Lin Jian, the spokesperson for China's Foreign Ministry, proposed that a constructive approach for the Trump administration to initiate discussions would involve moderating their language and reducing punitive import tariffs.
On Tuesday, Lin said that if the U.S. really wants to solve the problem by talking and negotiating, it should stop threatening and pressuring. Instead, it should talk with China based on equality, respect, and mutual benefit.
When questioned on Wednesday about whether he would lower the tariffs on China as a prerequisite for negotiations, Trump responded with a definitive "No."
The president further challenged assertions from the Chinese government claiming his administration had requested the Geneva discussions, suggesting they review their documentation.
Would congressional approval be necessary for any agreements?
That is not necessarily the case; it depends on various factors.
Trump put in place tariffs on his own, without Congress, using a law from 1977 called the International Emergency Economic Powers Act. This has caused many lawsuits. The government also says that any changes to the tariff rates would not need Congress to agree.
Prior to this, presidents, such as Trump during his initial term with the “Phase One” China agreement, were restricted to negotiating “more circumscribed agreements that addressed specific bilateral trade and tariff concerns,” as detailed in a Congressional Research Service report updated in April of this year. Additional instances of such constrained deals involve a 2023 accord regarding critical minerals and a 2020 arrangement concerning digital trade with Japan.
The crux of the challenge lies in Trump's inclusion of non-tariff barriers, such as automotive safety regulations and European value-added taxes, within the scope of negotiations. He seeks reciprocal adjustments to these non-tariff policies from other nations in exchange for a reduction in the recently implemented U.S. tariffs. Conversely, other countries may raise objections regarding U.S. corporate subsidies.
According to the Congressional Research Service report, a deal tackling non-tariff barriers and necessitating alterations to U.S. law would theoretically require authorisation from both the House and the Senate.
Does it truly constitute an agreement if Trump unilaterally imposes it?
Trump has said that if other countries don't agree with him, he will make deals within the country and decide on tariff rates himself. He technically started this with his "Liberation Day" tariffs on April 2. These import taxes caused the financial market to drop sharply, which made him stop some new tariffs for 90 days. He also set a lower rate of 10% while talks are happening.

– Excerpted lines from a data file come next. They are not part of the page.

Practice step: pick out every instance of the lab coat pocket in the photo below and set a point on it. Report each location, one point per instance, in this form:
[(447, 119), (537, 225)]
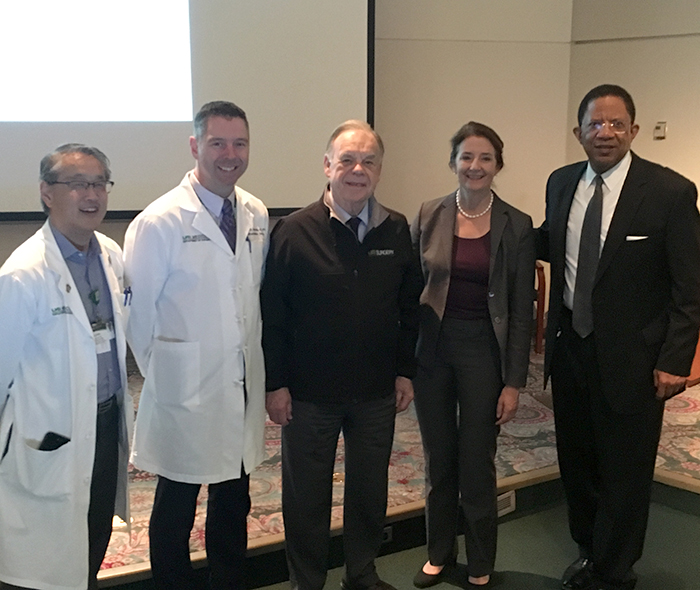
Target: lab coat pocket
[(175, 370), (44, 474)]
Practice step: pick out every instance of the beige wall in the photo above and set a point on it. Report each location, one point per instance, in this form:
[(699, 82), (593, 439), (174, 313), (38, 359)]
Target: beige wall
[(442, 63), (655, 56), (521, 67)]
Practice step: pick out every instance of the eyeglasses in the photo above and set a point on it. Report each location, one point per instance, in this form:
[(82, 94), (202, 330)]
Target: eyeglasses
[(80, 186), (617, 127)]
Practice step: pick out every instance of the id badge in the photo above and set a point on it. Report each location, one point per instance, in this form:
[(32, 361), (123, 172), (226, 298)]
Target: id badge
[(103, 338)]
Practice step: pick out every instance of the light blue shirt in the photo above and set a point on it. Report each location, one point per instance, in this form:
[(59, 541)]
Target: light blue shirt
[(89, 277)]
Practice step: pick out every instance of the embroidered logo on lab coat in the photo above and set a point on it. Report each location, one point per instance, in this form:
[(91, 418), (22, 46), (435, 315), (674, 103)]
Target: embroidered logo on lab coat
[(195, 238)]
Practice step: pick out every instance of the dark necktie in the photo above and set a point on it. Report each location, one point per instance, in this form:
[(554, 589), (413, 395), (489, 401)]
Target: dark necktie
[(354, 224), (228, 224), (588, 255)]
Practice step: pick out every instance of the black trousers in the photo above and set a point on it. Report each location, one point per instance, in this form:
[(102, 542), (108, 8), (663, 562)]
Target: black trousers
[(309, 444), (226, 535), (103, 489), (606, 459), (456, 405)]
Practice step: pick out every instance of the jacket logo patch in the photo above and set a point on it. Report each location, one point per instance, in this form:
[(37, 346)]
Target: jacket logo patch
[(195, 238), (256, 231)]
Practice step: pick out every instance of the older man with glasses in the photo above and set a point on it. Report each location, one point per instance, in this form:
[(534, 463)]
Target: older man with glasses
[(65, 414)]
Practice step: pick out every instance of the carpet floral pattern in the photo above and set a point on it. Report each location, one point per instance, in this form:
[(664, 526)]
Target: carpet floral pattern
[(525, 444)]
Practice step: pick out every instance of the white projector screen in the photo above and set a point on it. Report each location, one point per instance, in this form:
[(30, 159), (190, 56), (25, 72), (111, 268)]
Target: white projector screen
[(127, 78)]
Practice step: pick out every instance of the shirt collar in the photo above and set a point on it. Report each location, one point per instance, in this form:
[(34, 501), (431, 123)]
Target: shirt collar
[(341, 214), (614, 177), (210, 200), (69, 251)]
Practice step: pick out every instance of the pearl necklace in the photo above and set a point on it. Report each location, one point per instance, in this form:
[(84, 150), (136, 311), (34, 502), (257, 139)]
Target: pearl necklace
[(467, 215)]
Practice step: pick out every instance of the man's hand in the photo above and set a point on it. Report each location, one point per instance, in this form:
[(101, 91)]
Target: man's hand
[(667, 385), (507, 405), (404, 393), (278, 404)]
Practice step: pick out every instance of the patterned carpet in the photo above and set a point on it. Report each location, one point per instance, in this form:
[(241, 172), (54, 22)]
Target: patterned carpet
[(525, 445)]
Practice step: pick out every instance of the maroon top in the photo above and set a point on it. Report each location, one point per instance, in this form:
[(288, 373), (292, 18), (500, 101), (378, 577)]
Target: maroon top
[(467, 297)]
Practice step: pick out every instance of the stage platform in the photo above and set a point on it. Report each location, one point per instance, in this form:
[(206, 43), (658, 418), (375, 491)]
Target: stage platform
[(526, 462)]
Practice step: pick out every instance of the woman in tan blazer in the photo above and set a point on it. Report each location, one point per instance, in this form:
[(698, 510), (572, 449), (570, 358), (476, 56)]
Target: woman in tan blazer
[(478, 259)]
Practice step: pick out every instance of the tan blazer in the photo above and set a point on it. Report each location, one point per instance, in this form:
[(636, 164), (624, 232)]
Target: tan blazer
[(511, 280)]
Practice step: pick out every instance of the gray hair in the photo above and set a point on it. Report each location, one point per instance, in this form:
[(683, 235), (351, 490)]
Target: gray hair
[(355, 125), (217, 108), (50, 163)]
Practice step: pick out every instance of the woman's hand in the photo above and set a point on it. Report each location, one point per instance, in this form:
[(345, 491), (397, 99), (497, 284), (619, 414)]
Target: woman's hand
[(507, 405)]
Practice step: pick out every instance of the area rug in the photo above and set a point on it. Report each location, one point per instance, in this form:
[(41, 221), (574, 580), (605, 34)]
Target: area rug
[(525, 444)]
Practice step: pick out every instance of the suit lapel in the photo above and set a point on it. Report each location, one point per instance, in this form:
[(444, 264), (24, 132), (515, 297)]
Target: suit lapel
[(499, 218), (631, 196), (443, 234), (560, 219)]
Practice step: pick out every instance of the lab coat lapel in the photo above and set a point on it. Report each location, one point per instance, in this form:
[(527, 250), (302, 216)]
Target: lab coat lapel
[(64, 280)]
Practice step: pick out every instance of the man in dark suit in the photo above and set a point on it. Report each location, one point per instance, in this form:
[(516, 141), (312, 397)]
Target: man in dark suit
[(623, 238)]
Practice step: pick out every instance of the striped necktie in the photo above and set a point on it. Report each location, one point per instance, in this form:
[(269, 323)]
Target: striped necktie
[(228, 224)]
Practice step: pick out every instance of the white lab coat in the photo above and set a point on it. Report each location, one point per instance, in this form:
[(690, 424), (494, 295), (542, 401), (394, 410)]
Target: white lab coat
[(195, 329), (48, 383)]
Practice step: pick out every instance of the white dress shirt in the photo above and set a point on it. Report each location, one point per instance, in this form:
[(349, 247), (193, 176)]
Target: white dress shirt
[(613, 180)]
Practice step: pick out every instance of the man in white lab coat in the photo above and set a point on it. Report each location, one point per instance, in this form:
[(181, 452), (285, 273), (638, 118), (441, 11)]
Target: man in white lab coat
[(194, 260), (65, 413)]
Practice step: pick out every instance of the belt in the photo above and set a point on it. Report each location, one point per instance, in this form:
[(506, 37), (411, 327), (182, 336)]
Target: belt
[(106, 405)]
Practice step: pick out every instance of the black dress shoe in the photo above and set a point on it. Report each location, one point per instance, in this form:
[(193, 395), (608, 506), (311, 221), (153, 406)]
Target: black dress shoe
[(578, 575), (378, 585)]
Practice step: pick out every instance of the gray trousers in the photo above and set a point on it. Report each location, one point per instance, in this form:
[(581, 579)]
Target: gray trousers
[(309, 444), (456, 406)]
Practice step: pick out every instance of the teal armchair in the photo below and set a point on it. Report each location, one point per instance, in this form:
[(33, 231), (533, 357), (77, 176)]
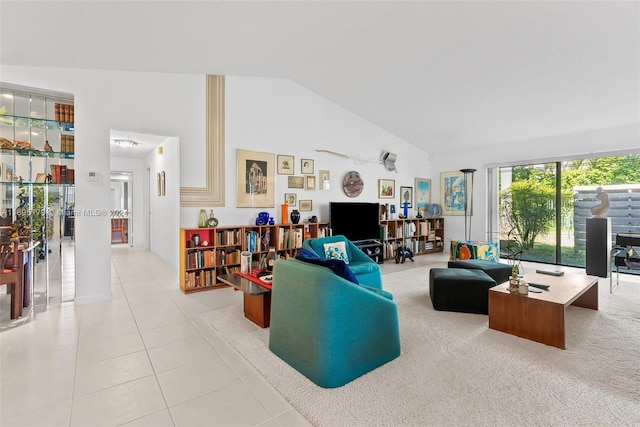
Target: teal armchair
[(330, 329), (365, 269)]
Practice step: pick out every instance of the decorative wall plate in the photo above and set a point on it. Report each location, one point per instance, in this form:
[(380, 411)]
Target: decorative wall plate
[(434, 210), (352, 184)]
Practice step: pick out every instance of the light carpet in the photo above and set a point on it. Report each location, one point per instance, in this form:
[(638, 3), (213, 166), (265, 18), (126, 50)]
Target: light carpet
[(453, 370)]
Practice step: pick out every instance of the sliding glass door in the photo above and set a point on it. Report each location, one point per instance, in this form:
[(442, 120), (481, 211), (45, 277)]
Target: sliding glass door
[(549, 203)]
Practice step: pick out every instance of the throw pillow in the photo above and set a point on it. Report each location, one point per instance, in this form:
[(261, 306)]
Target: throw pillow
[(338, 267), (336, 250)]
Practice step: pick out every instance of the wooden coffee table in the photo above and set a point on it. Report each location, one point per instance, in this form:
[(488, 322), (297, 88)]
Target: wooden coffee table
[(257, 299), (540, 316)]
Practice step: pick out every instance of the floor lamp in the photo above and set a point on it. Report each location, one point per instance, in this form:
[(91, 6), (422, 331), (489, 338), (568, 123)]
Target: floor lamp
[(467, 172)]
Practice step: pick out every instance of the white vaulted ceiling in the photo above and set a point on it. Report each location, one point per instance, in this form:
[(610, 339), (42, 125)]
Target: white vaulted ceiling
[(441, 75)]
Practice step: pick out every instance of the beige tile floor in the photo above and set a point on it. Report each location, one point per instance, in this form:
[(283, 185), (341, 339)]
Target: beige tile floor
[(144, 358)]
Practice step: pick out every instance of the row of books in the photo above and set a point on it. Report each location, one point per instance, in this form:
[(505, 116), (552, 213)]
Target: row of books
[(199, 259), (212, 258), (67, 143), (289, 238), (416, 245), (200, 279), (63, 112), (61, 174), (228, 237), (258, 242)]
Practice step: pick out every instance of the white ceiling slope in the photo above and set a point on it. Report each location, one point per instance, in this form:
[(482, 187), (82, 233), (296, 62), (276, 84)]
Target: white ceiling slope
[(441, 75)]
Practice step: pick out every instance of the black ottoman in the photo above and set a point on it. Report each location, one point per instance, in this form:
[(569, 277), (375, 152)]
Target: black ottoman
[(459, 289), (498, 272)]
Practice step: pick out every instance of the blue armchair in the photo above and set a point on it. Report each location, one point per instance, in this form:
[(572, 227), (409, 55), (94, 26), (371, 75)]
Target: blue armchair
[(330, 329), (365, 269)]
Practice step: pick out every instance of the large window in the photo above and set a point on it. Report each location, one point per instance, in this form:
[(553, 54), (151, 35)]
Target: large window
[(551, 201)]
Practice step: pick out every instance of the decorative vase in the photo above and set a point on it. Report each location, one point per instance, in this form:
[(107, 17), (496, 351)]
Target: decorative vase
[(212, 221), (514, 285), (523, 287), (295, 216), (203, 221), (267, 261)]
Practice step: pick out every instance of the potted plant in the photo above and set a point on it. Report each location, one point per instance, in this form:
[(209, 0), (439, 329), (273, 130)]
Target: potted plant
[(515, 244)]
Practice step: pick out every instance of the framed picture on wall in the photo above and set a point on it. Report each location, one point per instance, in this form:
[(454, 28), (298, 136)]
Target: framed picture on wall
[(386, 188), (306, 205), (325, 179), (307, 166), (256, 179), (422, 191), (310, 182), (452, 193), (290, 198), (406, 195), (286, 165), (295, 182)]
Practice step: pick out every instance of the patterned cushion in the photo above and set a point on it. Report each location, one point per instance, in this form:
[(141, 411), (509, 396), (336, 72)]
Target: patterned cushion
[(336, 250)]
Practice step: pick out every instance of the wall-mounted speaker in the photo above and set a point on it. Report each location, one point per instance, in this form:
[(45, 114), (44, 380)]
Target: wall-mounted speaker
[(389, 160)]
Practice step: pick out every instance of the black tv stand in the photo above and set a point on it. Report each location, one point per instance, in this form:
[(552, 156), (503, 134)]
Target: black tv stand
[(373, 248)]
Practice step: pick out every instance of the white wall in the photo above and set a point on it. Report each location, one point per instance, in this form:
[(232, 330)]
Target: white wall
[(281, 117), (596, 143), (262, 114), (165, 210), (153, 103)]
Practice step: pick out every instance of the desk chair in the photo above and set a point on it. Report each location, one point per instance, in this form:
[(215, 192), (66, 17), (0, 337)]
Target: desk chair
[(11, 276), (117, 225)]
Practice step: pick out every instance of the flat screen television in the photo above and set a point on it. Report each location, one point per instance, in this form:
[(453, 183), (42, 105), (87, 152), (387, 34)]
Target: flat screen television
[(356, 221)]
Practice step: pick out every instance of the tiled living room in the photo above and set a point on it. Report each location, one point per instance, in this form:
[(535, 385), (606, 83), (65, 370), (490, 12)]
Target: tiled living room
[(368, 100), (155, 356)]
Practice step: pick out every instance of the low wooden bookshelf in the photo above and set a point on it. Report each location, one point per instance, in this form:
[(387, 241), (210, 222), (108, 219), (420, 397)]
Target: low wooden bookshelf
[(216, 251), (421, 235)]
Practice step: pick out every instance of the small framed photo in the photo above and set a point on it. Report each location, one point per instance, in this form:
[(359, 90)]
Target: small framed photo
[(406, 195), (325, 179), (386, 188), (286, 165), (306, 205), (295, 182), (290, 198), (310, 182), (422, 193), (306, 166)]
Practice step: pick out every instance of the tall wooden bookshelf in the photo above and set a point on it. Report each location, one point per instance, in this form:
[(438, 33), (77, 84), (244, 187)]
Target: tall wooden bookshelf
[(218, 249), (421, 235)]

It seems probable that Trump will consent to refrain from imposing the previously threatened tariffs, provided he deems other nations' concessions sufficient. This effectively implies that the U.S. relinquishes nothing, given the tariffs' recent introduction. However, Trump might also withdraw these tariffs without necessarily securing significant reciprocal gains.
According to William Reinsch, a senior adviser at the Center for Strategic and International Studies, a Washington-based think tank, Trump is known for initiating negotiations with extreme demands and subsequently moderating them, leaving the duration of this approach uncertain. However, it appears that nations seeking standard trade negotiations involving significant mutual concessions are currently being met with resistance.